Raka berjalan pelan mendekati laki-laki yang berdiri sambil memasukkan kedua tangan di saku celananya.

"Tidak ikut masuk?" sapa Raka mendekati Satria sekedar basa-basi. Ia pernah mendengar desas-desus laki-laki ini saat Astari curhat pada istrinya.

"Di sini saja," jawab Satria singkat. Enggan juga membalas pertanyaan orang yang baru dikenalnya walaupun itu suami sahabat istrinya. Untuk saat ini Satria belum bisa langsung dekat atau terbuka dengan orang baru karena pengalaman pahit dengan masa lalunya.

"Astari suka banget sama bayi, gak pengin secepatnya program anak?"sindir Raka pelan. Ia sebenarnya geregetan dengan laki-laki ini, disuruh masuk tak mau tapi kedua mata masih mengunci pada Astari di dalam sana.

"Doanya saja, semoga bisa secepatnya menyusul," balas Satria asal karena tak suka dengan sifat Raka yang sok akrab. Bagaimana mendapatkan anak sedangkan membuat Astari jatuh cinta padanya itu sangat susah.

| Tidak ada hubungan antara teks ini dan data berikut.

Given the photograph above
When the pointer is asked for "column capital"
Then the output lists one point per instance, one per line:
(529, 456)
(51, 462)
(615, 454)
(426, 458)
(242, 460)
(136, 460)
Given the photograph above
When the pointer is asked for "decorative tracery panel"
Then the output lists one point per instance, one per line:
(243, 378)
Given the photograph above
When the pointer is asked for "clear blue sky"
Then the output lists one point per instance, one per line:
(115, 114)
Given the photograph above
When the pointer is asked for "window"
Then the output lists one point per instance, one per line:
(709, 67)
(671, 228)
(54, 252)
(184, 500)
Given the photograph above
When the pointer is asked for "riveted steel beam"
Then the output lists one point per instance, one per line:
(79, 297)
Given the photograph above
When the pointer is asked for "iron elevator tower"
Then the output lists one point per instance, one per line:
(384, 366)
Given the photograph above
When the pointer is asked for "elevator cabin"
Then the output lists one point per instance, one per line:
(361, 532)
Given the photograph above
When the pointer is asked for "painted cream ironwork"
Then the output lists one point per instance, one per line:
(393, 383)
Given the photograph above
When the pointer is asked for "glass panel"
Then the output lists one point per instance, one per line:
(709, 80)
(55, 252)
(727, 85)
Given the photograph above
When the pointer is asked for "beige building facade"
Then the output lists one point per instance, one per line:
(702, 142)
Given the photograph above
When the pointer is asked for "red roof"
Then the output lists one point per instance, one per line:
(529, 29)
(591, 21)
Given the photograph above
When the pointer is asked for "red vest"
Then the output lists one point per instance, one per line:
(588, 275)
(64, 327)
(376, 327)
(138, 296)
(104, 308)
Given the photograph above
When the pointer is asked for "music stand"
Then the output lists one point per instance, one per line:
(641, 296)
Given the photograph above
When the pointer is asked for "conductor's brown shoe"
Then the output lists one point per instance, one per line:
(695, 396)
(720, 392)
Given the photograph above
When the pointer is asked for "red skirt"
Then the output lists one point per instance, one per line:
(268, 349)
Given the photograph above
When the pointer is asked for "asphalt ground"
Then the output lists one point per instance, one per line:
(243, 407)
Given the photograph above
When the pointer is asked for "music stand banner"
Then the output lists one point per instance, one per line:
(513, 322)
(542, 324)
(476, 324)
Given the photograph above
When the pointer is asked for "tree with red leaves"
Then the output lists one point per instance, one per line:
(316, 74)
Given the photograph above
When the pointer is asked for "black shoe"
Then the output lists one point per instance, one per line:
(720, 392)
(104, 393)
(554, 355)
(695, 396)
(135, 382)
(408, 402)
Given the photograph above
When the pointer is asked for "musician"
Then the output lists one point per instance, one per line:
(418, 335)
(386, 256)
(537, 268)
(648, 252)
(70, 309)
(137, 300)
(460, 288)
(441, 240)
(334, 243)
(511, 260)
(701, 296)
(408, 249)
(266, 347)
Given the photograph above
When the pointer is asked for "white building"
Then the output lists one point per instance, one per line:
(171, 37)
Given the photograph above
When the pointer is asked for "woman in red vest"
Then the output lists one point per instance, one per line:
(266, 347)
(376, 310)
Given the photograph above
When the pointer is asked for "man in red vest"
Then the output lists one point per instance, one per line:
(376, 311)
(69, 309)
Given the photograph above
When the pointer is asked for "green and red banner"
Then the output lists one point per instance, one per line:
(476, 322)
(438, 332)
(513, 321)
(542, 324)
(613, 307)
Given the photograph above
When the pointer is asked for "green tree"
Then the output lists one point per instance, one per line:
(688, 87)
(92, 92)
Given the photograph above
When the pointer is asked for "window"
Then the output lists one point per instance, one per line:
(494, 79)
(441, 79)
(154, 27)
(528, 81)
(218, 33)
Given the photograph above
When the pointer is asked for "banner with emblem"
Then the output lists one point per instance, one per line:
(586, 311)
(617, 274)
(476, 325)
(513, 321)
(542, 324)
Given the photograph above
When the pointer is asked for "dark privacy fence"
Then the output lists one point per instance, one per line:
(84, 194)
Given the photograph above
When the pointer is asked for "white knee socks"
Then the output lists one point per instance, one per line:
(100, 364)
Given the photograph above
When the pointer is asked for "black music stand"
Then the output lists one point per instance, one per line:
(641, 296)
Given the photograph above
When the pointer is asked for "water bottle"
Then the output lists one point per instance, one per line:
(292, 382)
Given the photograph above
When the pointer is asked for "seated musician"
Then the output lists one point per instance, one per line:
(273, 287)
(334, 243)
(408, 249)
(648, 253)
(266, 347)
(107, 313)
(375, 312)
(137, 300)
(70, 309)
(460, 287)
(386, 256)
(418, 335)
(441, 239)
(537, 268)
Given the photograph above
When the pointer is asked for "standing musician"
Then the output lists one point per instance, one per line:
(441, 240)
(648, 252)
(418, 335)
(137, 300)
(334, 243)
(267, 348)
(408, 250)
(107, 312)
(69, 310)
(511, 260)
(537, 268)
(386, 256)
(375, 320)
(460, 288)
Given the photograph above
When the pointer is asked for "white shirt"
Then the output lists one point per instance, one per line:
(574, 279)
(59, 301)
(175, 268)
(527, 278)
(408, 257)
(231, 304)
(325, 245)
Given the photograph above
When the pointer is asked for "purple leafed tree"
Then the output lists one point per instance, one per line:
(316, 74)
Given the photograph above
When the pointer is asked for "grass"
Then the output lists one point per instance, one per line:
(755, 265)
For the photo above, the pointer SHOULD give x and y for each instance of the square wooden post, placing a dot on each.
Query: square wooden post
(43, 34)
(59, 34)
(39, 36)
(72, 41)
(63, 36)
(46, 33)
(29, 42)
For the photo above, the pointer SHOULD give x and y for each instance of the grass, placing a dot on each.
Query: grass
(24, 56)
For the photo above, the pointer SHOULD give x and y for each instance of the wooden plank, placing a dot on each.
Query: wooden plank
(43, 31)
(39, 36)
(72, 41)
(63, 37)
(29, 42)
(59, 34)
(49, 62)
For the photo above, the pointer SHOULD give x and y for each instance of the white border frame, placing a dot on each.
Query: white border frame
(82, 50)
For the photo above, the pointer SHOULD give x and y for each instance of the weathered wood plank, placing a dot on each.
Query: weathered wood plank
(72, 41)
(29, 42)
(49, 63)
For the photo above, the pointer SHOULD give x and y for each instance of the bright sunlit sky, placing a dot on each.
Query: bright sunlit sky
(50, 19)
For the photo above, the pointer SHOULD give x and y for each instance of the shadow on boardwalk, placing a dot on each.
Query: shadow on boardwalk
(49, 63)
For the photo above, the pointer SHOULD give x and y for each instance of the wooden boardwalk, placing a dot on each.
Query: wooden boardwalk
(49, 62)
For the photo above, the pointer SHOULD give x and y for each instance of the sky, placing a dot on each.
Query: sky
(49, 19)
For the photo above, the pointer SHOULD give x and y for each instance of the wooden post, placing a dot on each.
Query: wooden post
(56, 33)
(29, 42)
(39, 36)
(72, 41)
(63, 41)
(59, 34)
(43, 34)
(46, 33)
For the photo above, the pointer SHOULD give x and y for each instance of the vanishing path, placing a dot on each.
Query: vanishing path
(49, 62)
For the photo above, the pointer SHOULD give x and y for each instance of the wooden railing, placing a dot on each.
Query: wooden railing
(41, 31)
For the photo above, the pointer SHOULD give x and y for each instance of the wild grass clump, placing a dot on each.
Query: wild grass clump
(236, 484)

"Kerja di mana?" Raka bertanya kembali bahkan ia berjalan mengitari Satria. Jika yang dihadapinya bukan abdi negara pasti Satria sudah membuatnya bertekuk lutut. Bagi Satria ia sudah seperti penjahat yang tertangkap basah dan sedang dilakukan interogasi.

"Belum."

Raka terkejut, ia menghentikan langkah kemudian menatap dan menautkan kedua alisnya. "Belum apa? Belum kerja? Memilih menumpang hidup dari gaji Astari?"

Dada Satria bergetar menahan caci maki laki-laki ini. Salah satu tangan sudah terkepal erat hendak bersarang pada Raka tetapi kemarahan itu hanya bisa Satria pendam sendirian.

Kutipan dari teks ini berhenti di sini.